NVMe-oF Discovery Service

The NVMe-oF Discovery Service is a protocol mechanism that allows initiator hosts to automatically find and enumerate available NVMe-oF targets and subsystems on the network. Initiators query a Discovery Controller to retrieve a log of all subsystems they are authorized to connect to, eliminating the need for manual target configuration.

How NVMe-oF Discovery Works

When an initiator host boots, it connects to a well-known discovery address (port 8009 for centralized discovery, or a configured IP).

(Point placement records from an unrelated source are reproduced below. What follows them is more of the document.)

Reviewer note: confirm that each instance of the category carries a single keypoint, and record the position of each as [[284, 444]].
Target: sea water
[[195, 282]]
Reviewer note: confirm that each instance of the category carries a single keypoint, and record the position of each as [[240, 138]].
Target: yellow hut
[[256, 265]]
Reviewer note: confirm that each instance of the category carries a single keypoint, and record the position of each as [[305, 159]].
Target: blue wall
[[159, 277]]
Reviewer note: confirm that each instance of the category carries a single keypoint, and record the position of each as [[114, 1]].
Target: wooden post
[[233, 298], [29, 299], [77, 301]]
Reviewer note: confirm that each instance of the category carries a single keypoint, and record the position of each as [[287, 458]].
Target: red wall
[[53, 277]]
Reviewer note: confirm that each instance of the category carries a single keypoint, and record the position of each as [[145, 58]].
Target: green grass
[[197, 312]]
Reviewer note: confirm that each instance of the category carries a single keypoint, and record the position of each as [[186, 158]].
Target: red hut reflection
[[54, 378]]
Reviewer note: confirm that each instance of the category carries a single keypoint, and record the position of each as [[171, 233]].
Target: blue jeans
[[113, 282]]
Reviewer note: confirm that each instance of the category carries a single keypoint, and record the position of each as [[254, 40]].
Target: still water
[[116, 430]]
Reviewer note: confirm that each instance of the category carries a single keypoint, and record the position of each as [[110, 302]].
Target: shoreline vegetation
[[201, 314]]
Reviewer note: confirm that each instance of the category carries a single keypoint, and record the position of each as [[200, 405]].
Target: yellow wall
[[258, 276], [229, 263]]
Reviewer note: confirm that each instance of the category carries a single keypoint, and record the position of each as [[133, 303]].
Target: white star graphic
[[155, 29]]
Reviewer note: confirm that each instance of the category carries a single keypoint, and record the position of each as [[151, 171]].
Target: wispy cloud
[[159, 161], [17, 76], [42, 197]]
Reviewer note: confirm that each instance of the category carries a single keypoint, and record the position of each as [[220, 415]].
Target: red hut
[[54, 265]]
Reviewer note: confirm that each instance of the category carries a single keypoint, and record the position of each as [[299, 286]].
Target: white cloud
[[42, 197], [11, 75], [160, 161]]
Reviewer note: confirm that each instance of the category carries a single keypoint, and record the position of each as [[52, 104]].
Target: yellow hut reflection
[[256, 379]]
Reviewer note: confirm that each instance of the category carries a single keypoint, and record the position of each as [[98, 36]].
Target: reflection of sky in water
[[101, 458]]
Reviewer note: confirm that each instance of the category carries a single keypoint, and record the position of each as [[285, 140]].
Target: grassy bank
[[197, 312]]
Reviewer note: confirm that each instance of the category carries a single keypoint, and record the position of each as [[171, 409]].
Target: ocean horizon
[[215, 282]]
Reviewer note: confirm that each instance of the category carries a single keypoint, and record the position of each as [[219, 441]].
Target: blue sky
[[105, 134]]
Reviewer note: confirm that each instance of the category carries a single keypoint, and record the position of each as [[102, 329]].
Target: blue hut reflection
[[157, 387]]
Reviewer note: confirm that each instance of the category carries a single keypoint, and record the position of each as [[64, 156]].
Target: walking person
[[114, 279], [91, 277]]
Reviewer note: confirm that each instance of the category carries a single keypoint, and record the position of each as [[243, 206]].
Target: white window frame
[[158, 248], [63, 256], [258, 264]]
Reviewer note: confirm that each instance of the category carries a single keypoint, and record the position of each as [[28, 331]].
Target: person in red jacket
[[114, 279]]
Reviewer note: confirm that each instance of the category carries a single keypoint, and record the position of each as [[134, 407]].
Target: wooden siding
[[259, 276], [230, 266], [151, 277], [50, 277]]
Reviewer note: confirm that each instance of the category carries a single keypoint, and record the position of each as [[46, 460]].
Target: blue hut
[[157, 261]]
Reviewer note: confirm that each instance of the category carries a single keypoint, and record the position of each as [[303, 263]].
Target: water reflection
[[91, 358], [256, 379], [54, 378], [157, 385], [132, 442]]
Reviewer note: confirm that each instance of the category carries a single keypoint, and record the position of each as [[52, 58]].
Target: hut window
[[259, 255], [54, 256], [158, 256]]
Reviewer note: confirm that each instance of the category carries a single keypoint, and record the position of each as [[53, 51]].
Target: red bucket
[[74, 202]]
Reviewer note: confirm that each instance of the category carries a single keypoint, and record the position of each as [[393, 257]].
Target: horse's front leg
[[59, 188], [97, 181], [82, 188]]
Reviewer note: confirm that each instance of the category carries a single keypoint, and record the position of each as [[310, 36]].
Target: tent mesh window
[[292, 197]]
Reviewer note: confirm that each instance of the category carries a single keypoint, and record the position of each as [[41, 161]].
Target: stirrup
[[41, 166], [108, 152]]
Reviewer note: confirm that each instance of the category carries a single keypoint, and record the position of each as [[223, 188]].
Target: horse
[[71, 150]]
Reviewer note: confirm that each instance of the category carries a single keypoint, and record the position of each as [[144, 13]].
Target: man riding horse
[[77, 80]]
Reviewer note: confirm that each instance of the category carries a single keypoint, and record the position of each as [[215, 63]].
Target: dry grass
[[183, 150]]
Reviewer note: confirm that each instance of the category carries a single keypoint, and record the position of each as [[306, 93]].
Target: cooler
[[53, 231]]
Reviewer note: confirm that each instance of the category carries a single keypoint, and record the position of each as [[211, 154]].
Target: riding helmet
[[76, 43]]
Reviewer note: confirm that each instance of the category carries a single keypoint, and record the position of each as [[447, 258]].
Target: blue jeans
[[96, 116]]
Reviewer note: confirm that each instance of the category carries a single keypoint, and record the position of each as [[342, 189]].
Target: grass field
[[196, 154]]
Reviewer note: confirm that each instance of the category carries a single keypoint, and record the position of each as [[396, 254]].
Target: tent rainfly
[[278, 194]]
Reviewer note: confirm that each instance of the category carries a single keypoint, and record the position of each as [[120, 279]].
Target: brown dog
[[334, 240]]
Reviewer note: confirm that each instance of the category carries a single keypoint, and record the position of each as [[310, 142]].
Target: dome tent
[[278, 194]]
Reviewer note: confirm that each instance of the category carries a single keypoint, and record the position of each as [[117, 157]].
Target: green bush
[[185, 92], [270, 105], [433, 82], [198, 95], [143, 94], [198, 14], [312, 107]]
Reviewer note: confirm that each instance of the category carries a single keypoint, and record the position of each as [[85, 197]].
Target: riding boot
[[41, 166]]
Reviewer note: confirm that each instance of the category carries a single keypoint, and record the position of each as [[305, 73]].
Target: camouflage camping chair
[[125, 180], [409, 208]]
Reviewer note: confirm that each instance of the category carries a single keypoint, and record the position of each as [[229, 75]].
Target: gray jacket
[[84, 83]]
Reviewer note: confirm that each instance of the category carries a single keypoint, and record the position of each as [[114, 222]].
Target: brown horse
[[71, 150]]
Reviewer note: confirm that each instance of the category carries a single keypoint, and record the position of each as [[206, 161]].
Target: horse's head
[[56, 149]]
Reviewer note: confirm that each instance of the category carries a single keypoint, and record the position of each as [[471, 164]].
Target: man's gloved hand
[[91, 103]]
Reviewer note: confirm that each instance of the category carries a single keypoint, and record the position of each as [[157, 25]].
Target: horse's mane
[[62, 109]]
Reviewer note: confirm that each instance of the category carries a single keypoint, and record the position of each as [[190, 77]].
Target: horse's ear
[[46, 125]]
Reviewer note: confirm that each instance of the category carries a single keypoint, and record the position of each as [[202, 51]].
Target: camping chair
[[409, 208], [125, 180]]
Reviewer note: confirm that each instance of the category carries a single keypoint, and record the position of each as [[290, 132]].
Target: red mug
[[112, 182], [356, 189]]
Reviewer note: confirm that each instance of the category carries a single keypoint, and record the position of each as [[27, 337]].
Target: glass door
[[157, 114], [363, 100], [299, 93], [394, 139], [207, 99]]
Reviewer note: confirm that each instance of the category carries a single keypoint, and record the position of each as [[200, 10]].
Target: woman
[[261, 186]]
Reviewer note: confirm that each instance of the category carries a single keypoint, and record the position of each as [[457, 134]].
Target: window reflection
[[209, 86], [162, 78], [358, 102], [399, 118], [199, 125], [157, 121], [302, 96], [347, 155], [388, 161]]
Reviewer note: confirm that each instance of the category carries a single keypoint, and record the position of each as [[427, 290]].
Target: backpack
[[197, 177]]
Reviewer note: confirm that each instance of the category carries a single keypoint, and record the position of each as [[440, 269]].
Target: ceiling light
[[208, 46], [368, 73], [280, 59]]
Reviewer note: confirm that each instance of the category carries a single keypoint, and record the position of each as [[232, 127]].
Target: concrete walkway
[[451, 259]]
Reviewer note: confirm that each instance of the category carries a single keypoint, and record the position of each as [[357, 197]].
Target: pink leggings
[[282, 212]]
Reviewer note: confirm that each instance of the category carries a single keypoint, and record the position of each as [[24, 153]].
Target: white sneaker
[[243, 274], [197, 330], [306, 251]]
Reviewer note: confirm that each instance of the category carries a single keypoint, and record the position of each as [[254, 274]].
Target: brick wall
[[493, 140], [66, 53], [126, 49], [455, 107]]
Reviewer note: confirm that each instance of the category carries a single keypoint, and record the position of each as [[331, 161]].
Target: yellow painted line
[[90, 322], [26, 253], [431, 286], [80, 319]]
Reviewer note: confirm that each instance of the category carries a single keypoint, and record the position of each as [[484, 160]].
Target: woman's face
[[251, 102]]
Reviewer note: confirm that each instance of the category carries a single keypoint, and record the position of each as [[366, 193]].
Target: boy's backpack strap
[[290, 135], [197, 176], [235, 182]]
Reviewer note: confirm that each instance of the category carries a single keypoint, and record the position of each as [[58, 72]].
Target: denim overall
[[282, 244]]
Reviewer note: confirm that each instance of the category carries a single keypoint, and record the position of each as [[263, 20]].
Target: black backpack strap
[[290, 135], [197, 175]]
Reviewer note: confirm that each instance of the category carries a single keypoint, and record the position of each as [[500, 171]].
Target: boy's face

It sends a Get Log Page command to the Discovery Controller, which responds with a Discovery Log Page — a list of NVMe-oF targets including their transport type, address, port, and NQN (subsystem identifier).

Discovery in Practice (nvme-cli)

# Discover all NVMe-oF targets at a given address
nvme discover -t tcp -a 192.168.1.10 -s 8009
# Connect to a discovered subsystem by NQN
nvme connect -t tcp -a 192.168.1.10 -s 4420 \
-n nqn.2024-01.com.example:storage-node-1
# Connect to all discovered subsystems at once
nvme connect-all -t tcp -a 192.168.1.10

Centralized vs Distributed Discovery

  • Centralized — A single Discovery Controller maintains the full target list. Simple to manage; a single point of failure unless replicated.
  • Distributed (TP8013) — Each NVMe-oF target runs its own Discovery Controller. Initiators are directed between them. More resilient but more complex.

NVMe Discovery and Kubernetes

Storage systems like simplyblock automate discovery — when a Kubernetes node joins the cluster, the CSI node plugin runs NVMe discovery and nvme connect automatically, making storage volumes available to pods without manual administrator intervention.